Prozent des weltweiten Frischwasserverbrauchs entfallen auf die Landwirtschaft. 19 Prozent nutzt die Industrie, 12 Prozent Gemeinden und Privathaushalte.

Diese Vietnamesen reinigen ihr Trinkwasser mit der Sodis- Methode selbst.

DIE KRAFT DER SONNE

Eine einfache Methode zur Trinkwasserdesinfektion könnte das Leben von Millionen Menschen retten. Doch noch hapert es an der Anwendung. Und an der Akzeptanz.

Zwei Darsteller eines Straßentheaters krümmen sich vor Bauchschmerzen, hinter ihnen tanzt die Bakterie, die das Leiden verursacht hat. Dann taucht die Sonne auf, mit einer PET-Wasserflasche unterm Arm. Die Bakterie windet sich und stirbt, die Menschen trinken aus der PET-Flasche – und gleich geht es ihnen besser.

Das Straßentheater in Bolivien wirbt für Sodis, die solare Desinfektion von Trinkwasser durch UV-Strahlen und Wärme. Die Methode tötet schädliche Mikroorganismen in verunreinigtem Wasser ab. Entwickelt hat sie die Schweizer Forschungsanstalt Eawag, die seit 1999 um eine weltweite Einführung kämpft. Das Prinzip: Man füllt verschmutztes Wasser in eine bis zu zwei Liter große PET-Flasche und legt sie sechs Stunden in die Sonne. Danach ist das Wasser trinkbar. Ohne Abkochen, ohne Chemie.

Sodis kann das Leben von Millionen Menschen retten, die jedes Jahr an Durchfallerkrankungen sterben, glaubt die Weltgesundheitsorganisation WHO. Denn die Methode ist nicht nur einfach, sondern kostet auch so gut wie nichts. Im Labor funktioniert Sodis perfekt, das Wasser wird zu 100 Prozent gereinigt. In der Praxis hapert es aber an der konsequenten Anwendung – trotz der Aufklärungsarbeit vieler Hilfsorganisationen.
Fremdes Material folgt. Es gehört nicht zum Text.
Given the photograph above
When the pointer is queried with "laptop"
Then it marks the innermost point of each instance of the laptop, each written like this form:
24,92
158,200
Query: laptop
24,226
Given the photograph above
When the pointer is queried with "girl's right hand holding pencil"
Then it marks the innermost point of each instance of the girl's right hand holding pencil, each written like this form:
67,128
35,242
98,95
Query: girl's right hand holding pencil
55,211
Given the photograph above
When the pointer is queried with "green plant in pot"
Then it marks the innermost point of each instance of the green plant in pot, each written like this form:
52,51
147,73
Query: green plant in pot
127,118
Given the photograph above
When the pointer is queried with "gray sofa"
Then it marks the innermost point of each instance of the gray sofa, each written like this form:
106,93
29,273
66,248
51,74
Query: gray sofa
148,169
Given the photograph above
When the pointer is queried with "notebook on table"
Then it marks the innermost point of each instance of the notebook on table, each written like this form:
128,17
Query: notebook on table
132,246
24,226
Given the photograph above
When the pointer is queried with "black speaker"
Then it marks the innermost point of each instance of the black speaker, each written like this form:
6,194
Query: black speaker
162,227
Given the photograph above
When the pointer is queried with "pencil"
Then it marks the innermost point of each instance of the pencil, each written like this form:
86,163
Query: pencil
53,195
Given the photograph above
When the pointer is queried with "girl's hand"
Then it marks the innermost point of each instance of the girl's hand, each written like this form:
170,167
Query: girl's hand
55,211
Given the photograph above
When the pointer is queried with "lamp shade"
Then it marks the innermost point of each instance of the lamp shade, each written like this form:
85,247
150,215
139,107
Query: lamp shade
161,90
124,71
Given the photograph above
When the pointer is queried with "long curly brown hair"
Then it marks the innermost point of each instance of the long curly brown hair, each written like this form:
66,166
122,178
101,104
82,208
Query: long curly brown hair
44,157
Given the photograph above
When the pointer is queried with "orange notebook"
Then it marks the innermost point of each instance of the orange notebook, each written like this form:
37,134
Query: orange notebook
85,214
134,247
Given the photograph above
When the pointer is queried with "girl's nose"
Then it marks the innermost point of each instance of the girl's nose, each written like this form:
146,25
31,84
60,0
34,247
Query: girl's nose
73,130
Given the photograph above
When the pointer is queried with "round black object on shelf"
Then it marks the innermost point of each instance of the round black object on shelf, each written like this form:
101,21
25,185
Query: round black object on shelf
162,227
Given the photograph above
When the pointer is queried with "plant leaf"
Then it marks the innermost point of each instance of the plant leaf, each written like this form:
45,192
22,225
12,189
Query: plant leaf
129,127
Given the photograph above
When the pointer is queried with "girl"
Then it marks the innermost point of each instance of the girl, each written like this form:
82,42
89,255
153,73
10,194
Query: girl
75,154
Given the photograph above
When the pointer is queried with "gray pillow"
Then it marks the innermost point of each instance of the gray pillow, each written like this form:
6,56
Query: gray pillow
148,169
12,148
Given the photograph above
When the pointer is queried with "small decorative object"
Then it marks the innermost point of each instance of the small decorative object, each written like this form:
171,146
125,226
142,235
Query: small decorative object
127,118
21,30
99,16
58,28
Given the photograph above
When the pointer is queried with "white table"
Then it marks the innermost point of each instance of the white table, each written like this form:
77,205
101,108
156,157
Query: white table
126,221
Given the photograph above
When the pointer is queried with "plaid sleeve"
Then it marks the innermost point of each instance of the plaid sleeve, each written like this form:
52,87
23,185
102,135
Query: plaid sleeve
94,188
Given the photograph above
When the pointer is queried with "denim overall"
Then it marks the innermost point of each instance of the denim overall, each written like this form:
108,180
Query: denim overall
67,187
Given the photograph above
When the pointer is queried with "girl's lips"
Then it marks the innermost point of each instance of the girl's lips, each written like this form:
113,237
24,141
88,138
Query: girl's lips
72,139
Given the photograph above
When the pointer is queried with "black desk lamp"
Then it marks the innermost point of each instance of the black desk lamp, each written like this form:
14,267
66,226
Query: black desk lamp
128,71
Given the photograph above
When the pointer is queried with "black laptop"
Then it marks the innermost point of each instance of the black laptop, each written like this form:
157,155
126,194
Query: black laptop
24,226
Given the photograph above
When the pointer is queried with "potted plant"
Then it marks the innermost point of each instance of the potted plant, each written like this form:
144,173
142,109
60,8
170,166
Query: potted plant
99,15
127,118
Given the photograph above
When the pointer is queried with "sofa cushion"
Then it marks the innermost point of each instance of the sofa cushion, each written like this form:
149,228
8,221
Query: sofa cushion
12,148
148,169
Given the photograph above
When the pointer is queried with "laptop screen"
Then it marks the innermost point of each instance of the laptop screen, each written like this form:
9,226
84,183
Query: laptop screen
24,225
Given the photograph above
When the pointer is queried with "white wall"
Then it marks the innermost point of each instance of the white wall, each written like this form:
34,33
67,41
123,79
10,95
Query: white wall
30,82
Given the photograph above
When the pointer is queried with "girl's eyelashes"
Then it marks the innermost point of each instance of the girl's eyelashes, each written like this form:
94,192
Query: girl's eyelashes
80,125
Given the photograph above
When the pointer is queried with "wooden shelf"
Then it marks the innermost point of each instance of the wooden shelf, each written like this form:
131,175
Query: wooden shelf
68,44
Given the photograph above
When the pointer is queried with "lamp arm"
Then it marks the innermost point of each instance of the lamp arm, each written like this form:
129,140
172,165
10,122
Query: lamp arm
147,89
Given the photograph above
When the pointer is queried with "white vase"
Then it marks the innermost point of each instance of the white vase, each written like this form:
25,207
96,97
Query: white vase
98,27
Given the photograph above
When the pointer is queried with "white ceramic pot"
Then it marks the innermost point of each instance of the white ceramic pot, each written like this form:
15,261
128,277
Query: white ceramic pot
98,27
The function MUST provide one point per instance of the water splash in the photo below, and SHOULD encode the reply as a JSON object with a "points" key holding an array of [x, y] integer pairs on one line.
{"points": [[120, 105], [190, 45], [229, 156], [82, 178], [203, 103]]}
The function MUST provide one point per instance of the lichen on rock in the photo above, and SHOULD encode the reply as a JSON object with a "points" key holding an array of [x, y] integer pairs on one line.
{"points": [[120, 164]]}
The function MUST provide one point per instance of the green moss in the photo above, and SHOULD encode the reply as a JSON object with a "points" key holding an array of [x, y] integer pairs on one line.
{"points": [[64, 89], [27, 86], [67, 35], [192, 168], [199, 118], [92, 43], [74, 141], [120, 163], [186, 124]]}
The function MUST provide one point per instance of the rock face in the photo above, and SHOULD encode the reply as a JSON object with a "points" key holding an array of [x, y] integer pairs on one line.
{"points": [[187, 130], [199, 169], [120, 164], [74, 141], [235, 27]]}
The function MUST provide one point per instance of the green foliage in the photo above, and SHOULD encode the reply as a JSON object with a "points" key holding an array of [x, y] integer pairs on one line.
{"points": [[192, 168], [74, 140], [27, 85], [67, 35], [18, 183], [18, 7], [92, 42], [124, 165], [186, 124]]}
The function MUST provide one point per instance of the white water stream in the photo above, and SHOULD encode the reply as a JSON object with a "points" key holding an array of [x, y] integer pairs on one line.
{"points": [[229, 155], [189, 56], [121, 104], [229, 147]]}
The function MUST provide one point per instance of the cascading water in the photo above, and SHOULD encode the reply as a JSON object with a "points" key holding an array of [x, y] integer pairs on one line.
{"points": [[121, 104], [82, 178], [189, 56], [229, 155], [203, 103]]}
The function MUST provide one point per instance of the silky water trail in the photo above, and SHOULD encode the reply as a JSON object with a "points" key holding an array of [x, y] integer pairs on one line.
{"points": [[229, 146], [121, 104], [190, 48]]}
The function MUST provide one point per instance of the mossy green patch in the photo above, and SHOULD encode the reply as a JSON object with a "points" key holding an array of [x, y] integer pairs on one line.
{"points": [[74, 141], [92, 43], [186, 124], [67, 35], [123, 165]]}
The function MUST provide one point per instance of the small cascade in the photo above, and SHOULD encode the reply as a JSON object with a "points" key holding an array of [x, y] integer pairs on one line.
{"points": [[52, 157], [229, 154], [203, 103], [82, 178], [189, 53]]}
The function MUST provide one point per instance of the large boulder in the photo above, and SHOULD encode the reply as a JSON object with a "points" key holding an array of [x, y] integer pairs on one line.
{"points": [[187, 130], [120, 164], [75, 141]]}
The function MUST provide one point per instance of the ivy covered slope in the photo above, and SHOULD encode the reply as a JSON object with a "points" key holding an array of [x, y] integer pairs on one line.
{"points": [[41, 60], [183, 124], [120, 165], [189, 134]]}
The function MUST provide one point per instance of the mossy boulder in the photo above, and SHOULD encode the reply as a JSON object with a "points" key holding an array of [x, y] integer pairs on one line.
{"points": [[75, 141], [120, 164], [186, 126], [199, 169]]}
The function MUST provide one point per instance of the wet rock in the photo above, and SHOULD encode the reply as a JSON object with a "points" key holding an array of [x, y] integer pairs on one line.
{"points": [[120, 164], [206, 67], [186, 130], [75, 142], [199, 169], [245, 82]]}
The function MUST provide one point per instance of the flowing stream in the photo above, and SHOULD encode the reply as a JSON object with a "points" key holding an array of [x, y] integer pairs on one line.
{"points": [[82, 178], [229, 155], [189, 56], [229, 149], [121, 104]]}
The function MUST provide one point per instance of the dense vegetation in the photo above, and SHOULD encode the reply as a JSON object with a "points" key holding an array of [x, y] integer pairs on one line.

„Das Verhalten der Menschen und ihre tägliche Routine zu verändern braucht viel Zeit“, sagt Valérie Cavin, Wasserexpertin bei der Schweizer Entwicklungshilfeorganisation Helvetas, die fünf Jahre an dem Sodis-Projekt gearbeitet hat. „Oft vergessen sie, morgens die frisch gefüllten Flaschen in der Sonne auszulegen, oder sie trinken das Wasser, bevor es vollständig desinfiziert worden ist.“ Denn bei bewölktem Himmel muss das Wasser zwei Tage liegen, um erfolgreich gereinigt zu werden. Ein weiteres Problem: Einige Leute glauben nicht, dass die Methode funktioniert. Sie erscheint ihnen zu einfach – dabei sind einfache Lösungen manchmal die besten.

Unerschöpfliche Energiequelle

Seit Jahrhunderten ist Wasser ein wichtiger Energielieferant. Nach Angaben der „BP Statistical Review of World Energy“ hatte die Wasserkraft 2016 einen Anteil von 6,9 Prozent am globalen Primärenergieverbrauch. Führend ist China. Das Land verbrauchte im vergangenen Jahr 1.162 Terawattstunden Strom aus Wasserkraft. Deutschland liegt in dieser Rangliste mit 21 Terawattstunden auf Platz 24.